Formato: Online Artículo Texto
Lenguaje:English
Publicado: BioMed Central 2015
Materias:
Acceso en línea:https://www.ncbi.nlm.nih.gov/pmc/articles/PMC4584130/
https://www.ncbi.nlm.nih.gov/pubmed/26410822
http://dx.doi.org/10.1186/s13075-015-0780-5
Descripción
Sumario:INTRODUCTION: Bone marrow lesions (BMLs) are features detected on MRI that are important in the pathogenesis of knee osteoarthritis. Since BMLs reflect heterogeneous pathologies this prospective cohort study examined whether BMLs detected using different MRI sequences are associated with distinct structural and clinical endpoints. METHODS: A total of 297 community-based adults without knee pain were examined to identify BMLs visualised using three-dimensional T1-weighted gradient-echo fat-suppressed (T1-weighted sequences) fat-suppressed and fat-saturated FSE T2-weighted MRI sequences (T2-weighted sequences) at baseline. Cartilage volume was measured at baseline and follow-up, while incident knee pain was assessed at follow-up, an average of 2.3 years later. RESULTS: At baseline, 46 BMLs were visualised in 39 participants. Of the 45 BMLs visualised on T2-weighted sequences, 34 (74 %) were also seen on T1-weighted sequences. One BML was seen on only T1-weighted sequences. Knees with BMLs visualised on both T1- and T2-weighted sequences had significantly higher medial tibial cartilage volume loss (45 mm(3)/annum, standard error of the mean (SEM) 14) than those with BMLs identified on only T2-weighted sequences (−13 mm(3)/annum SEM 19), after adjustment for age, gender and body mass index (p = 0.01). Incident knee pain was more likely in individuals with BMLs in the medial compartment visualised on both T1- and T2-weighted (eight participants, 53 %) compared to those with BMLs on only T2-weighted sequences (0 %) or no BMLs (76 participants, 31 %, p = 0.02).
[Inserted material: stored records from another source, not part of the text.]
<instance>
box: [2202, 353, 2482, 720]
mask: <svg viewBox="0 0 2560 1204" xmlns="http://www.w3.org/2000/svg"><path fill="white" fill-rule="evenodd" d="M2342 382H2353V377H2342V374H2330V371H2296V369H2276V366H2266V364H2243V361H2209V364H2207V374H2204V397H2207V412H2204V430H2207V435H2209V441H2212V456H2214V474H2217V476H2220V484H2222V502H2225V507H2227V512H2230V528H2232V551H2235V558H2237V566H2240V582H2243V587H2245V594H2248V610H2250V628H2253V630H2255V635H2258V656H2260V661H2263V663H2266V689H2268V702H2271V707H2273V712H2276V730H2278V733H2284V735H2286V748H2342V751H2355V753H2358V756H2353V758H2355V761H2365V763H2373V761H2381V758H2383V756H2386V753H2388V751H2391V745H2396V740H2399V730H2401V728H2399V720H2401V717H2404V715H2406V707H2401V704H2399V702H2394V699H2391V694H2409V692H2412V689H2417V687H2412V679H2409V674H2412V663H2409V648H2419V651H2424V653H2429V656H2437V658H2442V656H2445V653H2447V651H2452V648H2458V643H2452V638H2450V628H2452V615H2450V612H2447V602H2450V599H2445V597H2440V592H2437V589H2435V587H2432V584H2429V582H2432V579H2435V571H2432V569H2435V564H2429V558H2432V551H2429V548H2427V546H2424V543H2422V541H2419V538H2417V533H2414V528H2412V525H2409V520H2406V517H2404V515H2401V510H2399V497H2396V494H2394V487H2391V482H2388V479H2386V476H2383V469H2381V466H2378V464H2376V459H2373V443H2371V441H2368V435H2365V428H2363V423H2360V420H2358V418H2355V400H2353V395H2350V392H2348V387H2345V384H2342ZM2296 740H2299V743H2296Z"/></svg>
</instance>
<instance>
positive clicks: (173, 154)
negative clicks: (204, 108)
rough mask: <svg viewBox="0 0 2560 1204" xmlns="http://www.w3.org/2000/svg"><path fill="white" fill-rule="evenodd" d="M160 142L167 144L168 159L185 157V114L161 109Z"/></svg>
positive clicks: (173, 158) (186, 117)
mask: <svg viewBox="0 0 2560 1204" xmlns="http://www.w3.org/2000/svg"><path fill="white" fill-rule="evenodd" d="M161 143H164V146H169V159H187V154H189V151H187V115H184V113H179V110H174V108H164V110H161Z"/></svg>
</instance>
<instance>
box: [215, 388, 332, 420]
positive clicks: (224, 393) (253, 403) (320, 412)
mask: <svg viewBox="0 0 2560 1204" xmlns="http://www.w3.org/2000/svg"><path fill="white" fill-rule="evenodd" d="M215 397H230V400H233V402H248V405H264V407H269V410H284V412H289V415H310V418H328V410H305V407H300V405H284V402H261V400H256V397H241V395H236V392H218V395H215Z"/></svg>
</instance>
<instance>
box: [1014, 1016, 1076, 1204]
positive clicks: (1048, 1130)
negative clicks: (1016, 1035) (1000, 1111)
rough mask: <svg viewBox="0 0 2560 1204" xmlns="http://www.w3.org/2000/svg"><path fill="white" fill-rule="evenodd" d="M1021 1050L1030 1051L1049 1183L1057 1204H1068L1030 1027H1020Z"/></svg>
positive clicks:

CONCLUSIONS: BMLs present on both T1- and T2-weighted MRI sequences were associated with increased medial tibial cartilage loss and incident knee pain compared with those BMLs seen only on T2-weighted sequences. This suggests that combining different MRI sequences may provide more informative targets in the prevention and treatment of knee osteoarthritis.